31 January 2013

Who's Shoes to Wear?

Our perspective is vital to us but also easy to get trapped, become trapped in one power of focus and miss out on all the other angles from which to see things. In a way, we know we do it. We know that we decided to only view things from one perspective. In a way, it is necessary to maintain a focus to stay headed in one direction. The cliché about walking in someone else’s shoes or the phrase “if I were you” get at the idea that we don’t see things the way they truly are but the way that we want to see them. It’s fine to not consider other perspectives if the one we have is right, but what if it is wrong? It’s fine to live most of the time from one perspective, but it should be a decision to live in that perspective. It’s important to think about the shoes we are in, and the shoes that others are in. Important to know and understand why we do things that we do and why people do the things that they do. It will help make a lot of sense out of things that would otherwise make no sense at all and also help us to relate to and understand other people.

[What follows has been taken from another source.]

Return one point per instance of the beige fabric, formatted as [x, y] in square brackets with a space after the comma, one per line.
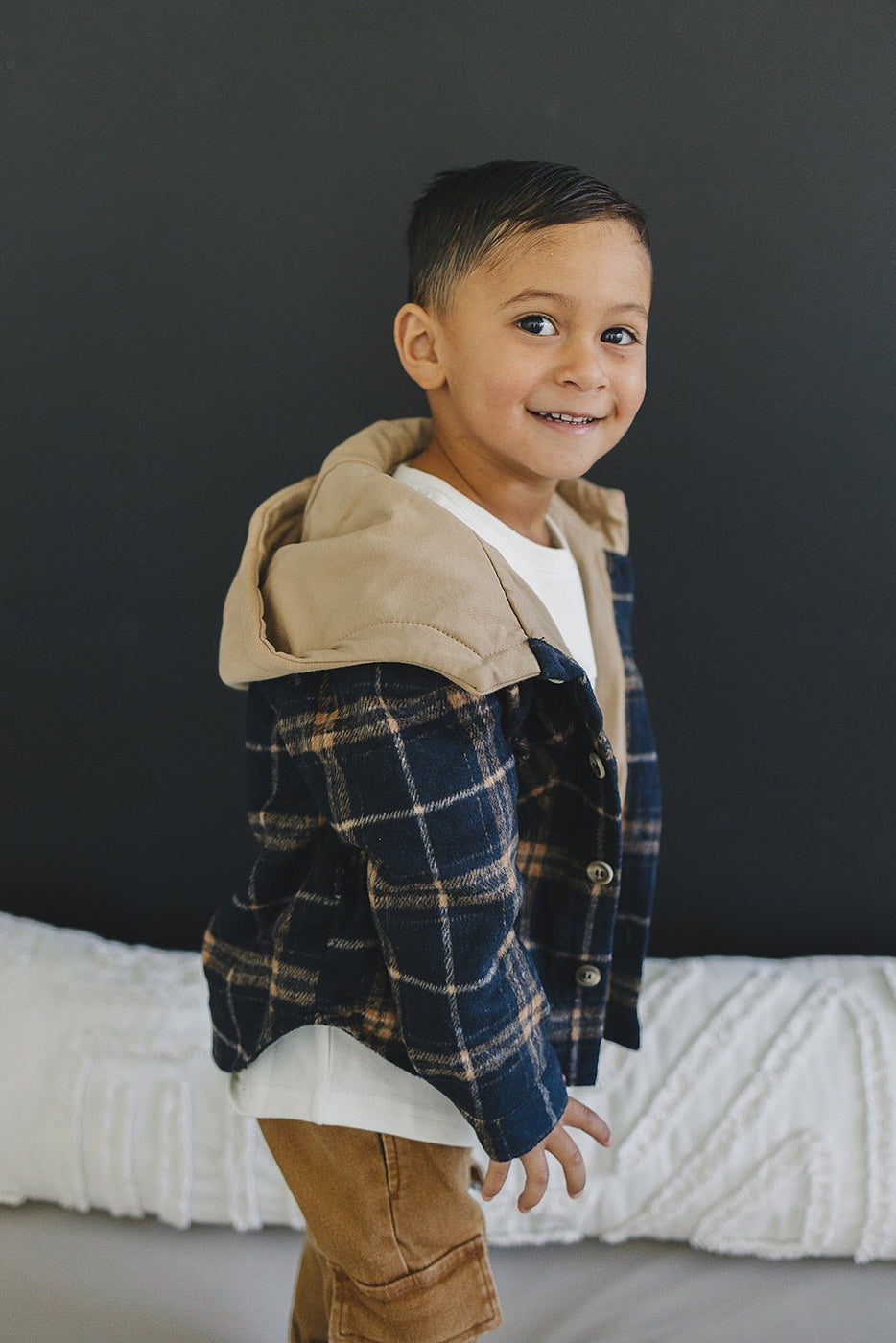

So, there is a balance between walking in the shoes that you are in, and considering what it is like to walk in the shoes of others as well. We can become hostages to thoughtlessness if we do not consider the thoughts, lives, and actions of others. But, we can also become distracted and unfocused in life if we only consider others and what they would do. It’s another one of life’s balances. It seems that so much of life is learning to maintain a balance of two opposite things for which the middle between them is the ideal.